Post without Account — your post will be reviewed, and if appropriate, posted under Anonymous. You can also use this link to report any problems registering or logging in.

[RT 128674] error "requested cmap '' not installed" with many CJK fonts

  • 49 Replies
  • 1546 Views
*

Offline Phil

  • Global Moderator
  • Hero Member
  • *****
  • 572
    • View Profile
PDF::API2 version 2.033
Font::TTF version 1.06
Perl version 5.20.2

Sample code:
Code: [Select]
#!/usr/bin/env perl
use PDF::API2;
$pdf = PDF::API2->new();
$pdf->page();

$pdf->ttfont("NotoSansJP-Medium.otf");
# downloaded from here:
# https://github.com/googlei18n/noto-cjk/blob/master/NotoSansJP-Medium.otf

dies with:

Quote
requested cmap '' not installed at /Users/Shared/perlbrew/perls/perl-5.20.2/lib/site_perl/5.20.2/PDF/API2/Resource/CIDFont/TrueType/FontFile.pm line 27.

About a third of the CJK fonts I have don't work with PDF::API2. I used Noto Sans JP in the above example because it's freely available, but it's not the only one, and at least one other PostScript-flavored OTF font that I own does work (DFKyoKaShoStd-W4.otf).
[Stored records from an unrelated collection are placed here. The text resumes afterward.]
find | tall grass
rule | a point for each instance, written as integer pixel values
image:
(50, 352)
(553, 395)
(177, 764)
Is there a workaround or a fix?

-j

*

Offline Phil

  • Global Moderator
  • Hero Member
  • *****
  • 572
    • View Profile
In FontFile.pm (as well as CJKFont.pm, if that one is called), the ROS (argument to _look_for_cmap()) is 'Adobe:Identity'. This is not one of the four supported CMAPs: Adobe:Japan1, Adobe:Korea1, Adobe:CNS1 (traditional), and Adobe:GB1 (simplified). https://github.com/adobe-type-tools/cmap-resources seems to contain the up-to-date CMAPs, so I'll have to take a look at what's involved in updating PDF::Builder's list of CMAPs from there (open source, just have to keep the copyrights). At the least, add Adobe:Identity, and possibly some others (as well as updates to the existing four). There's a lot of stuff there, so I want to understand what they are before I bloat the size of PDF::Builder with unnecessary CJK-related files. At the least, this is adding some more files to the CMAP directory, and updating the internal lists of available CMAPs in FontFile.pm and CJKFont.pm.
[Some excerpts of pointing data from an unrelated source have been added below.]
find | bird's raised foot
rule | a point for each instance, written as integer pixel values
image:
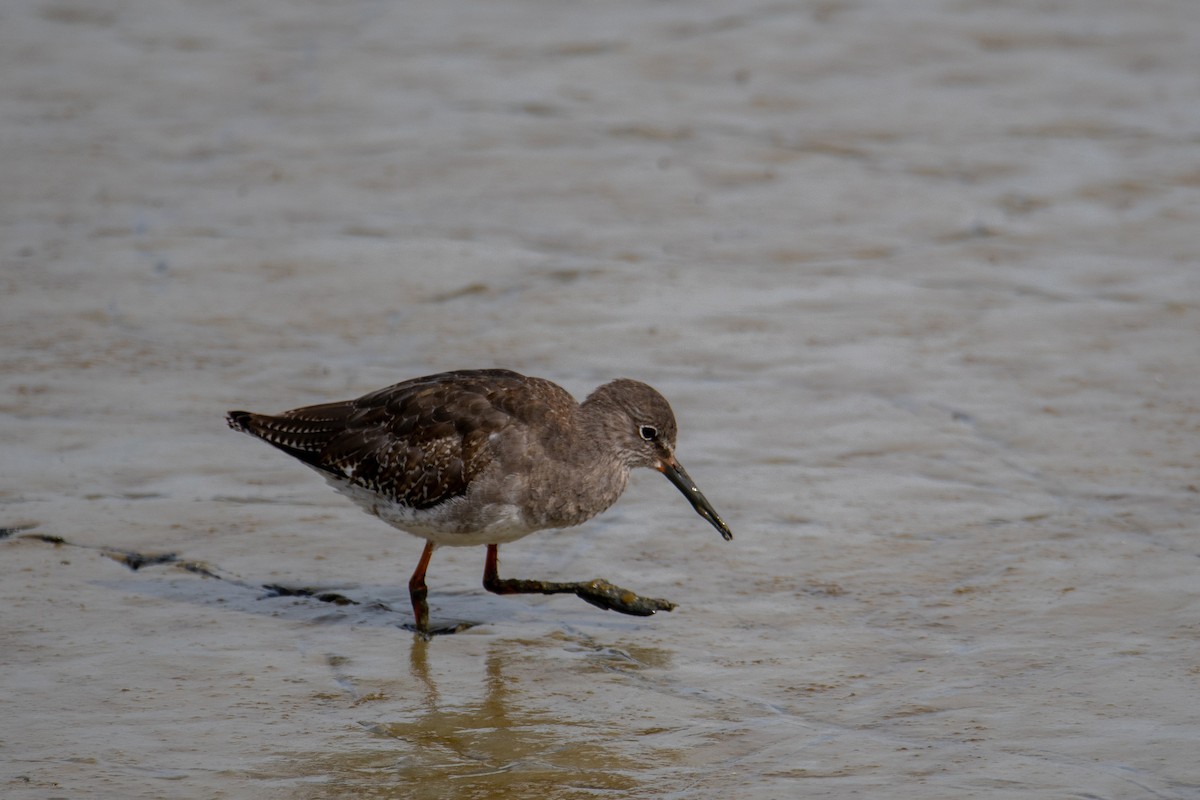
(438, 630)
(605, 595)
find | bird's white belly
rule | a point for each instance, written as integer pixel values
(454, 523)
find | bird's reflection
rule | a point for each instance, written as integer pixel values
(513, 740)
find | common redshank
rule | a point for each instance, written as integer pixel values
(486, 457)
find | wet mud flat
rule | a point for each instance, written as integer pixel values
(922, 284)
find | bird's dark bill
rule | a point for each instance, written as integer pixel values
(678, 475)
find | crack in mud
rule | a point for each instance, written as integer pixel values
(136, 560)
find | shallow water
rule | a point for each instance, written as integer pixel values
(922, 284)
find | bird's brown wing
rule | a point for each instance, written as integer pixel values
(420, 441)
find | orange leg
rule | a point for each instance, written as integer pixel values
(598, 591)
(419, 591)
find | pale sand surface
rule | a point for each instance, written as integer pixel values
(922, 281)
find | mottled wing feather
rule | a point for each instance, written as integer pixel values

We may want to consider auto-generating the list of available CMAPs from reading the CMap directory (on the fly), so that users can add whatever CMAPs they want to that directory, rather than shipping PDF::Builder with everything under the sun.
 

*

Offline Phil

  • Global Moderator
  • Hero Member
  • *****
  • 572
    • View Profile
There are some Perl tools for dealing with the CMap files at https://github.com/adobe-type-tools/perl-scripts, however, the output still doesn't look anything like the "cmap" files shipped with PDF::Builder. The PDF::Builder files contain Perl code mappings of Unicode-to-glyphID and vice-versa, while the Adobe files seem to be just CID ranges, and are in some sort of PostScript format (even after "conversion" with cmap-tool.pl). I just don't see anything listed among the tools that claims to turn the file into a PDF::Builder-compatible cmap file. So, I'm just going to have to declare myself stuck on this one until someone familiar with CMaps comes along and can explain what such a file is supposed to be. There doesn't seem to be the information needed for the CMap file (Unicode to/from GlyphID) in the Adobe files. Perhaps it can be gotten from a font in some manner?

*

Offline Phil

  • Global Moderator
  • Hero Member
  • *****
  • 572
    • View Profile
Date: | Sun, 3 Mar 2019 14:23:23 +0100
From: | "Alfred Reibenschuh" <alfredreibenschuh [...] gmx.net>

replace the section

#/lib/PDF/API2/Resource/CIDFont/TrueType/FontFile.pm in sub new
#-------------------------------------------
Code: [Select]
if(defined $data->{cff}->{ROS}) {
    my %cffcmap=(   'Adobe:Japan1'=>'japanese',
                    'Adobe:Korea1'=>'korean',
                    'Adobe:CNS1'=>'traditional',
                    'Adobe:GB1'=>'simplified',
                    'Adobe:Identity'=>'identity', # NEW CMAP
    );     
    my $ccmap=_look_for_cmap($cffcmap{"$data->{cff}->{ROS}->[0]:$data->{cff}->{ROS}->[1]"});       
    $data->{u2g}=$ccmap->{u2g};
    $data->{g2u}=$ccmap->{g2u};
} else

#-------------------------------------------

and create a new cmap file:

#/lib/PDF/API2/Resource/CIDFont/CMap/identity.cmap
#-------------------------------------------
Code: [Select]
$cmap->{identity}={
    'ccs' => [
         'Adobe',      # registry
         'Identity',    # ordering
         0,               # supplement
     ],
     'cmap' => { # perl unicode maps to adobe cmap (TBD)
         'ident'         =>  [
              'ident',
              'Identity'
         ],
     },
     'g2u' => [
         0x0000 .. 0xffff
     ],
     'u2g' => {
         map { $_ => $_ } (0x0000 .. 0xffff)
     }
 };

#-------------------------------------------

it could be that the g2u/u2g data does not work and you have to include the raw array and map instead.

Alfred Reibenschuh

*

Offline Phil

  • Global Moderator
  • Hero Member
  • *****
  • 572
    • View Profile
Sun Mar 03 11:29:42 2019 PMPERRY@cpan.org - Correspondence added

Hi Alfred,

Good to see you're still active in this area!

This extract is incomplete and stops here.